Early Spring in Duncanville, Texas

        It started in death and in a way everything does. Around three weeks before my first week of law school, I was a witness to my Aunt Jodie’s will. The somber man in the glasses was the first attorney I met that I hadn’t worked for.
       I wondered how many expired dreams were sitting half-drafted in his briefcase. At one point, the corner of a page raised its hand as if to speak, but I imagined it was a groundhog. If the will saw its shadow, then I’d have six more weeks with Jodie, and, if not, then she’d have an early, eternal spring. Early spring sounded better. Early spring sounded temporary; I thought back to summers where I didn’t even notice spring had happened. I pretended death could be this sweet if it wanted to.
       Sitting next to Jodie, reminded me of my limited interactions with the landscape of Texas. I looked at her, and she was a field of bluebonnets. My parents used to thrust my sister and I into that light blue sea of blooms that undulated without wind every Easter. I’d sit there, eggs in tow, with a smile dripping like melted candy, while I waited for the camera to click so that I could bolt back to the car away from the bees. I never understood why you can’t see bees in bluebonnet photos until I saw Jodie that summer. Death was a bee lurking around her body, and Jodie had used her hand with fingers soft and encompassing like Texas night to swat at it once before. That time it flew away, and this time it lingered, but, like all the photographs of children frozen in bluebonnets, our eyes will never spot the bee. A desperate hum will brush our cheeks. We may giggle, cry, or run, but we won’t see it coming. I pictured a congregation of old mouths spitting out death like an empty sunflower seed shell onto to the concrete floor of a screened-in porch, while the goodness of life slid down their throats to be digested later. Meanwhile, outside of Dallas in some unnamed heaven, Jodie was standing stark and blue against the highway waiting to welcome the next generation of children (because I’m starting to believe that is what we all are until we die).

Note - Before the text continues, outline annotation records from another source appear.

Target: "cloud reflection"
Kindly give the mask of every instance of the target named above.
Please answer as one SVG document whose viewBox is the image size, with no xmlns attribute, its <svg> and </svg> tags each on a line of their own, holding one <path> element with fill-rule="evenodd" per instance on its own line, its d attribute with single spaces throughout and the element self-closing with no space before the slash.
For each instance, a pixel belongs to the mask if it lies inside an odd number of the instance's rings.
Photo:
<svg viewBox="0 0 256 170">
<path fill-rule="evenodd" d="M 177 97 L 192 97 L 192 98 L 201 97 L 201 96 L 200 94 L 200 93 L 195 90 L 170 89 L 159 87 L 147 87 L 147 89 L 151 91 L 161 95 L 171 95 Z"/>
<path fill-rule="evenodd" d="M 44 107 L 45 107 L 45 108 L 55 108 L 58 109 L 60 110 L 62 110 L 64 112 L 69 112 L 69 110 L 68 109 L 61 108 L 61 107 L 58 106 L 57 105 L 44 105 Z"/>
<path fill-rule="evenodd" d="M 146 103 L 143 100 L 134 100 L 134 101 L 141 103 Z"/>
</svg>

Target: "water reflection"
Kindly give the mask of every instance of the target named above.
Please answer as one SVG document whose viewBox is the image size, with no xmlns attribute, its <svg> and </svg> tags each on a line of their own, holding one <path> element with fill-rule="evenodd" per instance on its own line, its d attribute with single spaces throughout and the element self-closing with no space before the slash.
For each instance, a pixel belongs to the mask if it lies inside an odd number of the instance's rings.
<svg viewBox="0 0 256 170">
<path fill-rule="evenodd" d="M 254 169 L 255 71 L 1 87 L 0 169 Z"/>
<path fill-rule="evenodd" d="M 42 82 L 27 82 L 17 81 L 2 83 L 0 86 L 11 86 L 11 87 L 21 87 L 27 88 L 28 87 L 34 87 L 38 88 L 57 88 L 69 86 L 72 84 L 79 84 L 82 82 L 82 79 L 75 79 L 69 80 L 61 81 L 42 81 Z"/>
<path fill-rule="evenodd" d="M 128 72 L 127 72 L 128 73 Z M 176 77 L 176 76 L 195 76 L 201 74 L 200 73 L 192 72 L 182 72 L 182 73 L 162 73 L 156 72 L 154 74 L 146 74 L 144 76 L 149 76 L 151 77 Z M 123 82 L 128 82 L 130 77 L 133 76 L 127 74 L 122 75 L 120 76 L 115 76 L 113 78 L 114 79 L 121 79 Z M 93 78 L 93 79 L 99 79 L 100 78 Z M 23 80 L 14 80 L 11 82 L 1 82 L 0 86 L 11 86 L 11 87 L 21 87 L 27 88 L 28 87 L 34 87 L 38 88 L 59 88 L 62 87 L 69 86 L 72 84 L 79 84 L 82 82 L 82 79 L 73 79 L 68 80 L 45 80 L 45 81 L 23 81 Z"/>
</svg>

       On one of my visits, Jodie handed me a bag of frozen rhubarb. Ronnie’s family had come from Nebraska with homegrown rhubarb and he deserved a pie; my granny, I was told, would know the recipe. This is when I learned that death is intuitive like folding pie dough. You add enough flour until it looks right, roll it out thin enough, and bake it until it looks like life’s last sunset—you’ll know it when you see it. My grandmother’s hands had kneaded plenty of dough, but this one wouldn’t stop sticking to her fingers. None of us were ready to let her go. “Add more flour,” my grandmother barked, “and quit taking up so much room in the kitchen.” I forgot that baking was the business of birth, death, and anything we decide to celebrate in-between. I forgot that this pie would be the last one we would bake her. I forgot that this pie wasn’t even for her. I washed my hands, but didn’t change my clothes before we dropped off the little tin pan.